What! Would he throw us sops of sugared art
And poisoned commerce, snarling: “So! lie still
Till I have shown my fangs, and torn the heart
Of half the world, and gorged my sanguine fill!”—
Now, England, let him see: Rage as he will,
He cannot tear our plighted souls apart.
II
AMERICAN NEUTRALITY
How shall we keep an armed neutrality
With our own souls? Our souls belie our lips,
That seek to hold our passion in eclipse
And hide the wound of our sharp sympathy,
Saying: “One’s neighbor differs; he might be
Kindled to wrath, were one to wield the whips
Of Truth.” Great God!
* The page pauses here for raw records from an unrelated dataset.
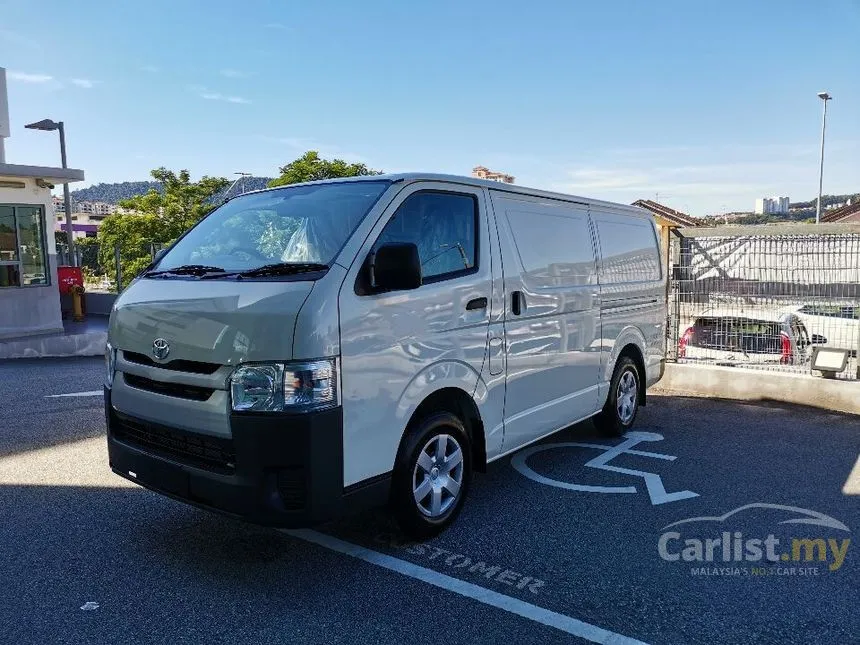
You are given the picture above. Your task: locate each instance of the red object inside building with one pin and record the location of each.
(67, 277)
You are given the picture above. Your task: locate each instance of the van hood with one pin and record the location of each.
(223, 322)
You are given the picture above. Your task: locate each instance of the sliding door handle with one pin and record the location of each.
(476, 303)
(518, 301)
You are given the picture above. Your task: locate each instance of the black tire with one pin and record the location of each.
(610, 420)
(415, 519)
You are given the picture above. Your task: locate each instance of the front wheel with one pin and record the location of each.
(621, 407)
(431, 476)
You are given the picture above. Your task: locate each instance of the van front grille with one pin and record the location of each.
(179, 365)
(200, 451)
(177, 390)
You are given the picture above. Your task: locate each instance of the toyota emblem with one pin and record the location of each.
(160, 348)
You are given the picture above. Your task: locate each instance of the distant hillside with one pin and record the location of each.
(114, 193)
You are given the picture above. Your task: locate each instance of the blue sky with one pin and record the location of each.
(708, 104)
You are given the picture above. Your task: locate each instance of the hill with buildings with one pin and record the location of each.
(114, 193)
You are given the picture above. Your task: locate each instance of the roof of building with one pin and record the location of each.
(838, 214)
(670, 214)
(49, 174)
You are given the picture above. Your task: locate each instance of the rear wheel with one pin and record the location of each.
(621, 407)
(432, 475)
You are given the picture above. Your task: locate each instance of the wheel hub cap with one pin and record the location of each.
(438, 475)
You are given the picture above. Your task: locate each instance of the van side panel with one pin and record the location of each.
(397, 348)
(551, 316)
(632, 290)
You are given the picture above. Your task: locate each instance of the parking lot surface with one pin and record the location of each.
(649, 538)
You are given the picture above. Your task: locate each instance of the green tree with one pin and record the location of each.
(310, 167)
(156, 218)
(180, 203)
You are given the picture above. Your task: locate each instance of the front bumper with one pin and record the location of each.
(277, 470)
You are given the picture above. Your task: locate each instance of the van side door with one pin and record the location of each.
(552, 324)
(398, 347)
(632, 290)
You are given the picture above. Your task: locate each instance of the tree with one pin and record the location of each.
(310, 167)
(157, 218)
(180, 204)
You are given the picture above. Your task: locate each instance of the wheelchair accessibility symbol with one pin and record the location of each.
(653, 482)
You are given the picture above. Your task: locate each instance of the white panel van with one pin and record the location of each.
(315, 349)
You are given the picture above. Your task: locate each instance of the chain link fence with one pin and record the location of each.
(764, 297)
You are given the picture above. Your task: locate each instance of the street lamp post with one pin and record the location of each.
(242, 176)
(47, 125)
(824, 96)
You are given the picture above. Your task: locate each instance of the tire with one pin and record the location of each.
(622, 404)
(423, 516)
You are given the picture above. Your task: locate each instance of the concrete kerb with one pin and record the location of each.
(61, 345)
(753, 385)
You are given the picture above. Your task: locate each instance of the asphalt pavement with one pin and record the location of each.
(608, 539)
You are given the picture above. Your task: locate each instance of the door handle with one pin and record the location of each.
(476, 303)
(517, 302)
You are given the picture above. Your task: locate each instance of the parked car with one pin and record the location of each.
(310, 350)
(840, 324)
(738, 339)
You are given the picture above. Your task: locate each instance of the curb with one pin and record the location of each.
(752, 385)
(88, 344)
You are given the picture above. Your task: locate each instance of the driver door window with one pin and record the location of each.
(443, 227)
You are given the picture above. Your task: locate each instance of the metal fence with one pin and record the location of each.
(763, 297)
(109, 272)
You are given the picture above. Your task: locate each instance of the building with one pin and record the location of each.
(29, 295)
(94, 208)
(771, 206)
(83, 224)
(86, 216)
(667, 219)
(481, 172)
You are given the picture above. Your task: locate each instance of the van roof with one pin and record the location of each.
(473, 181)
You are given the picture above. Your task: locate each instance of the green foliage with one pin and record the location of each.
(158, 217)
(181, 202)
(88, 250)
(310, 167)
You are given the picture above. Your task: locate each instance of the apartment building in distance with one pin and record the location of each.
(482, 172)
(86, 216)
(771, 206)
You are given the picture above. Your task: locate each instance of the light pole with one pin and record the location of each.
(49, 126)
(824, 96)
(242, 176)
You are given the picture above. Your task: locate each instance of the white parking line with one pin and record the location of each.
(852, 484)
(520, 608)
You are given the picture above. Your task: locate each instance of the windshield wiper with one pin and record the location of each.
(186, 269)
(283, 268)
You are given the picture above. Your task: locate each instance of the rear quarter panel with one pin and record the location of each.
(632, 288)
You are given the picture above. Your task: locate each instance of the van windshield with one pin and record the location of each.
(293, 225)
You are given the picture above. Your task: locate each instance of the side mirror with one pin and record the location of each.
(395, 267)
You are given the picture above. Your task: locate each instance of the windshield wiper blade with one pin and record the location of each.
(283, 268)
(186, 269)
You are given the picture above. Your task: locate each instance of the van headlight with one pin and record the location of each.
(299, 386)
(110, 364)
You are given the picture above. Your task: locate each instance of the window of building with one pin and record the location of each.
(23, 254)
(443, 226)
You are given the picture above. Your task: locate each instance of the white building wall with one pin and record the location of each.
(32, 309)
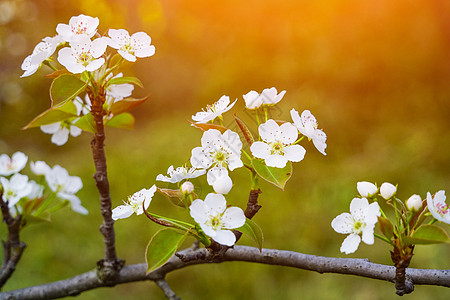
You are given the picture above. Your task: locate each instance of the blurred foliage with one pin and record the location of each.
(375, 74)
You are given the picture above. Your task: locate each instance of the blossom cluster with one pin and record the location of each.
(18, 188)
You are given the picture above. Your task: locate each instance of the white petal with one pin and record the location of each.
(350, 244)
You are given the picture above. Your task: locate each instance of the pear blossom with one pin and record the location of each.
(130, 47)
(60, 131)
(307, 125)
(80, 25)
(14, 189)
(253, 100)
(277, 147)
(65, 187)
(12, 165)
(414, 202)
(366, 189)
(42, 51)
(134, 204)
(83, 54)
(218, 178)
(40, 167)
(179, 174)
(215, 219)
(360, 221)
(437, 206)
(387, 190)
(213, 111)
(222, 150)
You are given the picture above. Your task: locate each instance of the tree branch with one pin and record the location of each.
(320, 264)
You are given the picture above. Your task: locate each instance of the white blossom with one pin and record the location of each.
(130, 47)
(307, 125)
(80, 25)
(213, 111)
(438, 208)
(42, 51)
(12, 165)
(277, 148)
(387, 190)
(366, 189)
(179, 174)
(360, 221)
(65, 187)
(83, 54)
(60, 131)
(14, 189)
(414, 202)
(218, 178)
(215, 219)
(222, 150)
(268, 97)
(135, 204)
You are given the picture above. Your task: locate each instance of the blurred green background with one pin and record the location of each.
(376, 74)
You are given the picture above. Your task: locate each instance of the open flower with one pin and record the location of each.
(134, 204)
(223, 150)
(307, 125)
(213, 111)
(215, 219)
(79, 25)
(180, 173)
(60, 131)
(12, 165)
(268, 97)
(130, 47)
(83, 54)
(41, 52)
(65, 187)
(360, 221)
(438, 208)
(277, 148)
(15, 189)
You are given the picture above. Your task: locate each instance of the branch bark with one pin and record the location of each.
(349, 266)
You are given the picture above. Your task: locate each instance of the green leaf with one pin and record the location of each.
(87, 123)
(122, 80)
(251, 229)
(126, 105)
(162, 246)
(65, 87)
(54, 114)
(124, 120)
(428, 234)
(276, 176)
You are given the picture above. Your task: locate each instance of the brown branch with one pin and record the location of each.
(349, 266)
(13, 247)
(110, 265)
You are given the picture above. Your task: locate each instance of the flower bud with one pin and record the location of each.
(387, 190)
(187, 187)
(222, 185)
(414, 203)
(366, 189)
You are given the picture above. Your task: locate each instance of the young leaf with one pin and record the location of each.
(251, 229)
(277, 176)
(87, 123)
(124, 120)
(65, 87)
(122, 80)
(126, 105)
(429, 234)
(162, 246)
(54, 114)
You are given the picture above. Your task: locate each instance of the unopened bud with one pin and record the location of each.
(414, 203)
(387, 190)
(187, 187)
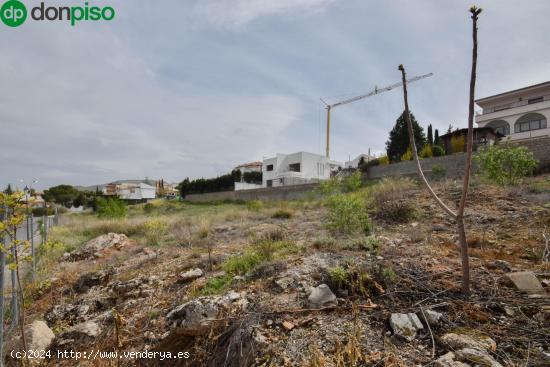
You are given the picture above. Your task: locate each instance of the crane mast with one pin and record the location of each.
(376, 91)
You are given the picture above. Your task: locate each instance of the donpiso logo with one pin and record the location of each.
(14, 13)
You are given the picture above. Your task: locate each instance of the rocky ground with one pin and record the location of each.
(398, 301)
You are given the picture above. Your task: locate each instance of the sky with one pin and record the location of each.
(191, 88)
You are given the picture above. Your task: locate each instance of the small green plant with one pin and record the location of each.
(283, 213)
(438, 151)
(347, 213)
(458, 144)
(110, 208)
(155, 230)
(254, 205)
(392, 200)
(426, 152)
(242, 264)
(506, 165)
(352, 183)
(216, 285)
(438, 172)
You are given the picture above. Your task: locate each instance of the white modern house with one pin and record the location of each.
(519, 114)
(297, 168)
(135, 191)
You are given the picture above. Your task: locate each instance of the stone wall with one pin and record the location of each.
(297, 192)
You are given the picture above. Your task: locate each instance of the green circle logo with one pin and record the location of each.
(13, 13)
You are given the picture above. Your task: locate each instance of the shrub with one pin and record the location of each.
(457, 144)
(155, 230)
(254, 205)
(148, 208)
(384, 160)
(506, 165)
(347, 214)
(352, 182)
(407, 156)
(110, 208)
(283, 213)
(438, 172)
(391, 199)
(426, 152)
(438, 151)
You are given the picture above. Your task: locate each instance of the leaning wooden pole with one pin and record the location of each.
(468, 166)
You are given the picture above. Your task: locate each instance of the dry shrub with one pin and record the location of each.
(392, 201)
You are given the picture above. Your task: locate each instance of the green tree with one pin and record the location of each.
(437, 139)
(61, 194)
(506, 165)
(398, 142)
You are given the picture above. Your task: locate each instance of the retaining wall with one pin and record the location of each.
(296, 192)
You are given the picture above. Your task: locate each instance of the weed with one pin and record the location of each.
(347, 214)
(392, 200)
(155, 230)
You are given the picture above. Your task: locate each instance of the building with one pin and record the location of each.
(139, 191)
(248, 178)
(360, 158)
(483, 136)
(519, 114)
(297, 168)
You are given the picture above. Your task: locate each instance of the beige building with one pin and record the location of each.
(519, 114)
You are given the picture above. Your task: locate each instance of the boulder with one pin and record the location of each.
(37, 335)
(321, 296)
(194, 316)
(405, 325)
(433, 317)
(448, 360)
(476, 356)
(472, 340)
(94, 248)
(190, 275)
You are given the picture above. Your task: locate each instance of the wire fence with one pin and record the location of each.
(35, 231)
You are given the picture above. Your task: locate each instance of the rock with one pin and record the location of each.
(433, 317)
(191, 275)
(500, 265)
(526, 281)
(476, 356)
(448, 360)
(194, 316)
(37, 335)
(284, 282)
(321, 296)
(469, 340)
(80, 334)
(96, 246)
(405, 325)
(288, 325)
(86, 281)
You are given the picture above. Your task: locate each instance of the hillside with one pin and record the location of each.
(284, 284)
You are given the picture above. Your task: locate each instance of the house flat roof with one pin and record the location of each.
(544, 84)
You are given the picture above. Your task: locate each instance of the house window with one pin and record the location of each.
(294, 167)
(535, 100)
(500, 126)
(530, 122)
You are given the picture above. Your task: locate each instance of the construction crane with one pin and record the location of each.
(376, 91)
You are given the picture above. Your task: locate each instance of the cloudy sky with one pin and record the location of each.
(190, 88)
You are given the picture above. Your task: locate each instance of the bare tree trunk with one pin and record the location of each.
(459, 215)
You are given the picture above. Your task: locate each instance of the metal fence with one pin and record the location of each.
(35, 231)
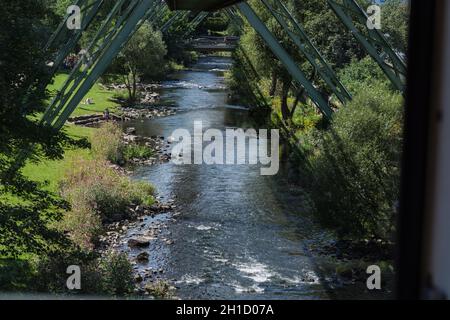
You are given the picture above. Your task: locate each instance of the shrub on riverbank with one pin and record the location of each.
(107, 144)
(110, 274)
(355, 166)
(96, 194)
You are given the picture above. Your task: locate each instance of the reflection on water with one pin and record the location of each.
(240, 235)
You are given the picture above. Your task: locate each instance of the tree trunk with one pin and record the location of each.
(273, 85)
(285, 113)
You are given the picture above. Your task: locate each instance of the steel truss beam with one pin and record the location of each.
(199, 18)
(298, 36)
(373, 41)
(83, 78)
(285, 58)
(250, 70)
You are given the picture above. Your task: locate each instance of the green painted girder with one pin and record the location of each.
(298, 35)
(74, 38)
(137, 16)
(373, 41)
(285, 58)
(100, 41)
(199, 18)
(200, 5)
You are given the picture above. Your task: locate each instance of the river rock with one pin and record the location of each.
(138, 242)
(142, 257)
(130, 130)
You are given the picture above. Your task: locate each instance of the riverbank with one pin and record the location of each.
(128, 201)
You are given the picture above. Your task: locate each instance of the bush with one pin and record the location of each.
(117, 274)
(355, 168)
(97, 194)
(111, 274)
(107, 143)
(133, 151)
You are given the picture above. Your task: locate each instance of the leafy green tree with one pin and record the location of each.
(143, 58)
(25, 207)
(355, 166)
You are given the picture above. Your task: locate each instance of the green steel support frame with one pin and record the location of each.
(300, 38)
(136, 16)
(373, 41)
(82, 79)
(285, 58)
(199, 18)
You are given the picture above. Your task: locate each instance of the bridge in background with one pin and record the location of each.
(125, 18)
(208, 44)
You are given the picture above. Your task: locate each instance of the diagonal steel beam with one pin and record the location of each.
(373, 41)
(104, 36)
(137, 15)
(299, 37)
(114, 45)
(285, 58)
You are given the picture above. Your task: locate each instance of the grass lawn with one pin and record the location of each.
(52, 172)
(99, 96)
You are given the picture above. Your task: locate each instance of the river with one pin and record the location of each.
(239, 235)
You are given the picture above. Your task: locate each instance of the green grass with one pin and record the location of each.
(100, 97)
(52, 172)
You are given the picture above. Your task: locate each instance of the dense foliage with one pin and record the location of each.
(351, 172)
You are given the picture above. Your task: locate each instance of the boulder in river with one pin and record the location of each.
(138, 242)
(142, 257)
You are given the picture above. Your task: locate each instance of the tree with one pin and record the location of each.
(355, 166)
(26, 208)
(143, 58)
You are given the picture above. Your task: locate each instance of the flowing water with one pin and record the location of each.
(239, 235)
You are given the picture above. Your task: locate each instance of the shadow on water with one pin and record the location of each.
(240, 235)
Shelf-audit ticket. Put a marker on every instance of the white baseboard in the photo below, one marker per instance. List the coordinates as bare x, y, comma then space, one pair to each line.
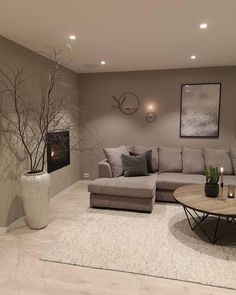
3, 230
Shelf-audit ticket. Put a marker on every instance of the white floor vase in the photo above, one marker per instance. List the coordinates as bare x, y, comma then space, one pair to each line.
35, 190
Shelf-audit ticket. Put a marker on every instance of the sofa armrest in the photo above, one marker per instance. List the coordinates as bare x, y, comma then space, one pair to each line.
104, 169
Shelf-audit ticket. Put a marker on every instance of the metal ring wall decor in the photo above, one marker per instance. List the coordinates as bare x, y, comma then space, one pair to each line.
128, 103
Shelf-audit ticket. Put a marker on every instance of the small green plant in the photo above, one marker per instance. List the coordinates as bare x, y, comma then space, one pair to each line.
212, 175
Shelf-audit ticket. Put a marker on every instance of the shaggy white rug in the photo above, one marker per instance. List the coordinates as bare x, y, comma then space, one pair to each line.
160, 244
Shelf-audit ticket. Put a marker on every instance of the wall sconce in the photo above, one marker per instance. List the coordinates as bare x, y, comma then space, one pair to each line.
150, 116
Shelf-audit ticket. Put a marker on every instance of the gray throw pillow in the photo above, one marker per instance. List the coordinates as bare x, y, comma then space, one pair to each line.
218, 158
233, 158
193, 161
148, 155
139, 149
134, 165
113, 156
170, 159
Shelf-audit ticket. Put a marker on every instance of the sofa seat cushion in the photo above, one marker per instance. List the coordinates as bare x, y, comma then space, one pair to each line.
172, 181
138, 187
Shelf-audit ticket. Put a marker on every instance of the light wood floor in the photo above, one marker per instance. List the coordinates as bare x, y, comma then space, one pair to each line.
22, 273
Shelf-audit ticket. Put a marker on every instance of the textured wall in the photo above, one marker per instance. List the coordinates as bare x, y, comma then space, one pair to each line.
11, 166
161, 88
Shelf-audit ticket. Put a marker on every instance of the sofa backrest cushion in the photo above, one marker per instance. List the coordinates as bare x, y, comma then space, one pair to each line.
139, 149
134, 165
170, 159
148, 156
233, 158
218, 158
193, 161
114, 158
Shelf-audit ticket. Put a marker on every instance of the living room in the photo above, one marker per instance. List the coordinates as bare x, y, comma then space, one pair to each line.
118, 147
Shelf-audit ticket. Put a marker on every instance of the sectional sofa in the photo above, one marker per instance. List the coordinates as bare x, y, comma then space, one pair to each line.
172, 168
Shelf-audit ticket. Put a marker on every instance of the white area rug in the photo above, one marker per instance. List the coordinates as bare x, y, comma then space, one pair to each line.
160, 244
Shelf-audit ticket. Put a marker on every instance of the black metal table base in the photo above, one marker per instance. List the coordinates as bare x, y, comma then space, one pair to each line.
199, 218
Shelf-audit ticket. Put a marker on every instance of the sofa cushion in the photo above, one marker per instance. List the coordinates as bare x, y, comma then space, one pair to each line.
139, 187
139, 149
193, 161
172, 181
113, 156
134, 165
233, 158
170, 159
218, 158
148, 156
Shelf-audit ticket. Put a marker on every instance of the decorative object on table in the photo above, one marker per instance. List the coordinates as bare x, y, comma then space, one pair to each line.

A red Apocalypse
Flames on the blinded world: and what do we?
Peace! do we cry? Peace is the godlike plan
We love and dedicate our children to;
Yet England’s cause is ours: The rights of man,
Which little Belgium battles for anew,
Shall we recant? No!—Being American,
Our souls cannot keep neutral and keep true.
III
PEACE
Peace!—But there is no peace. To hug the thought
Is but to clasp a lover who thinks lies.
Go: look your earnest neighbor in the eyes
And read the answer there. Peace is not bought
By distance from the fight. Peace must be fought
And bled for: ’tis a dream whose horrid price
Is haggled for by dread realities;
Peace is not paid till dreamers are distraught.
Would we not close our ears against these ills,
Urging our hearts: “Be calm! America
Is called soon to rebuild a world.”—But ah!
How shall we nobly build with neutral wills?
Can we be calm while Belgian anguish thrills?
Or would we crown with peace—Caligula?